Despite the surge of new commercial airline pilots after the COVID-19 pandemic, an industry-wide labor shortage will likely persist — and may even get worse.
The main signal suggesting a slowdown in the pipeline for new pilots is the number of certifications being granted by the Federal Aviation Administration. Over 9,600 pilots received them in 2024, enough to leave the industry “oversupplied” by 0.3%.
A slowdown appears to be building, and analysts at Jeffries (JEF-2.61%) say that the COVID wave of enthusiasm is beginning to taper off. The number of certifications issued in December was 40% higher than 2019 pre-pandemic levels but 10% lower than the same time last year. That 0.3% pilot oversupply may become a 0.3% deficit as soon as this year, and worsen as pilot cohorts continue to shrink.
“Assuming the hiring cadence normalizes after pent-up pandemic certs & early stages of the pipeline become slimmer, the need to backfill retirements (4-5% annually) drives industry undersupply wider through the decade,” Jeffries analysts wrote.
Pilot staffing levels are always a challenge for the airline industry given the amount of specialized training necessary for someone to work the job. And when COVID hit, many carriers responded to a cratering of air travel demand by nudging large numbers of pilots into retirement.
“Approximately 50,000 airline employees opted for early retirement or voluntary separation in 2020, while 100,000 employees took unpaid leaves of absence,” the Government Accountability Office noted in a 2023 report examining the problem.

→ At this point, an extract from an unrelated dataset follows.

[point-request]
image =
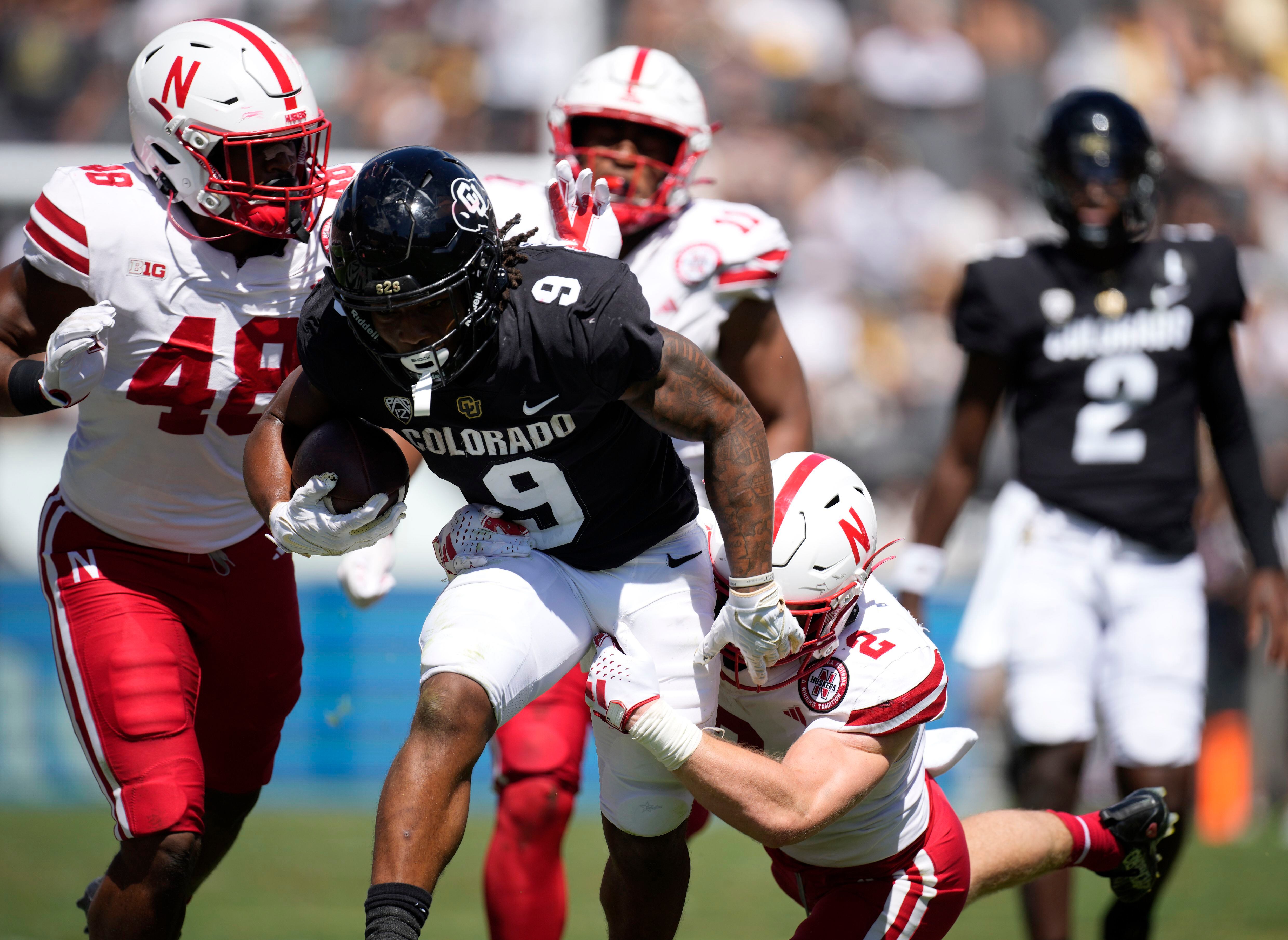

As people return to the skies — 2025 is expected to be a record year for air travel worldwide — airlines have needed to increase hiring again. Their success in doing so is uneven. United Airlines (UAL+2.20%) CEO Scott Kirby bragged last May on an earnings call that his company was having no trouble filling its new pilot classes, even if it comes at the expense of rivals.
“We never had an issue with staffing and we’re at the top of the food chain,” he said at the time. “It’s remarkable, actually, when I go to where we do our pilot training in Denver every month and talk to the new hire classes, and I ask where they came from, how many came from other big airlines.”
This may sound like good news for the pilots who are able to enter the labor force, this time last year, Southwest Airlines (LUV-2.85%) pilots ratified a new union contract that would win them 50% higher wages over the life of the agreement. But it’s not that simple. Between persistent delivery delays from Boeing (BA+1.01%) reducing the need for people to fly those slow-to-arrive planes and an industry shift to reducing capacity to help make flying more profitable, there will be a period when there might not be enough new jobs to go around.
At an investment conference in September, Frontier Airlines (ULCC+4.38%) CEO Barry Biffle said he’d noticed that attrition was slowing considerably. Instead of needing to hire about 600 pilots a year to keep up with growth, retirements, and raiding by other airlines, Frontier doesn’t have to work nearly as hard on backfills.
“That is screeched to a halt,” he said. “When the big guys aren’t hiring, there’s nowhere to go. And so, now I have a cadet program and these kids are screaming at me that, well, when am I going to get hired?”
What that suggests is that the industry will be able to kick the pilot shortage can down the road a bit. If demand continues to improve and planes start rolling off assembly lines, the heat could be back on.
“We recognize we have too many pilots,” is how Biffle put it on an earnings call the month before. “We have too many flight attendants and everything in the near term, and we’re carrying those costs in the third and a little bit of the fourth quarter until we can kind of grow into it until this reset takes place.”